Ce qui s'inscrit dans une tendance plus globale: depuis quelques années, les opérateurs américains rachètent des médias ou l’inverse quand Vivendi rachète Dailymotion. Déjà en 2001, la tête du groupe Vivendi, Jean-Marie Messier voulait rapprocher la gestion des tuyaux de l’information (Téléphonie, Internet) avec la production de contenus (label de musique, production cinéma, chaine de télévision…). Pour atteindre son but, il a multiplié les acquisitions, pour des montants parfois colossaux. La fusion en 2000 avec Seagram lui permet d'acquérir les studios de cinéma Universal.

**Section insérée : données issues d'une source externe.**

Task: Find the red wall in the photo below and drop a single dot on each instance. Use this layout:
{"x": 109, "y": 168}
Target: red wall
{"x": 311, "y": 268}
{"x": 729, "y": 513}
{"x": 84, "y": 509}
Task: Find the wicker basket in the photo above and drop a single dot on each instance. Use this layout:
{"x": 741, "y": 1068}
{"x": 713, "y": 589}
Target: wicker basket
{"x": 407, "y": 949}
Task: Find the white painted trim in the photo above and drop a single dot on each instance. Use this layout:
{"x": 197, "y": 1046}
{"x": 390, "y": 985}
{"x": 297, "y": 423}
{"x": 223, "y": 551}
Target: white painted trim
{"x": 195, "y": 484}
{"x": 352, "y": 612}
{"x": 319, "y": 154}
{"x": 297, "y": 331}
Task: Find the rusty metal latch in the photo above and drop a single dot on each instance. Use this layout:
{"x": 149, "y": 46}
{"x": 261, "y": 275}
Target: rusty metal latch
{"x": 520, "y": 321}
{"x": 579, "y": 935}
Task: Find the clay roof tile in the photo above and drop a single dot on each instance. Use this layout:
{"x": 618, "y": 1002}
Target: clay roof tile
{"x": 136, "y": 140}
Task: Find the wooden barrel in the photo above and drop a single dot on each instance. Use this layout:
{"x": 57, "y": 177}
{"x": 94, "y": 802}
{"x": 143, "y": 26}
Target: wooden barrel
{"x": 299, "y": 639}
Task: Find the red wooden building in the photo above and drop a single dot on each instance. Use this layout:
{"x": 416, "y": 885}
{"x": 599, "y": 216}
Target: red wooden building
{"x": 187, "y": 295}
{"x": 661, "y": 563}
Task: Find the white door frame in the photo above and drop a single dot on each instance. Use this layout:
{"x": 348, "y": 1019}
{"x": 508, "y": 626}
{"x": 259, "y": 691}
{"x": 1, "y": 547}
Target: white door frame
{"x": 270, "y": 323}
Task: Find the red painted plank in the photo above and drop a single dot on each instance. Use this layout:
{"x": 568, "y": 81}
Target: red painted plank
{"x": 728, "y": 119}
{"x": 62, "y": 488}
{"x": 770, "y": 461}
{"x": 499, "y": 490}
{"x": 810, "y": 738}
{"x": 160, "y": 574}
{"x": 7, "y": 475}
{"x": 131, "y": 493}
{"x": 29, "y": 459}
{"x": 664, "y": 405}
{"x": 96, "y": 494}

Son groupe, rebaptisé Vivendi Universal, était en 2001 numéro deux mondial des médias. Avant la chute que l'on connaît...

Plus-produits abonnements

Il y a encore quelques années, l'abonné potentiel à la presse (papier) mag' ou quotidienne était appâté par quelques goodies (remember, les livres, hors-séries, DVD, ou gadgets tels qu'une lampe-torche...). Puis sont venues les tablettes low cost offertes en sus d'un abonnement au média (versions papier et numérique), comme Rossel, en 2012, qui proposait une tablette Samsung avec un abonnement. Je me souviens aussi de la tentative des Echos, précurseur, en 2009, de se lance sur ce que l'on appelait alors l'ePayer (bien avant en fait un an avant - l'iPad et les tablettes !). Maintenant, la presse devient un "cadeau" proposé au client qui s'abonne au "tuyau", l'opérateur.

samedi 3 octobre 2015

"Mr Robot", & les hackers, super-héros des temps modernes (et pourquoi Hollywood les adore)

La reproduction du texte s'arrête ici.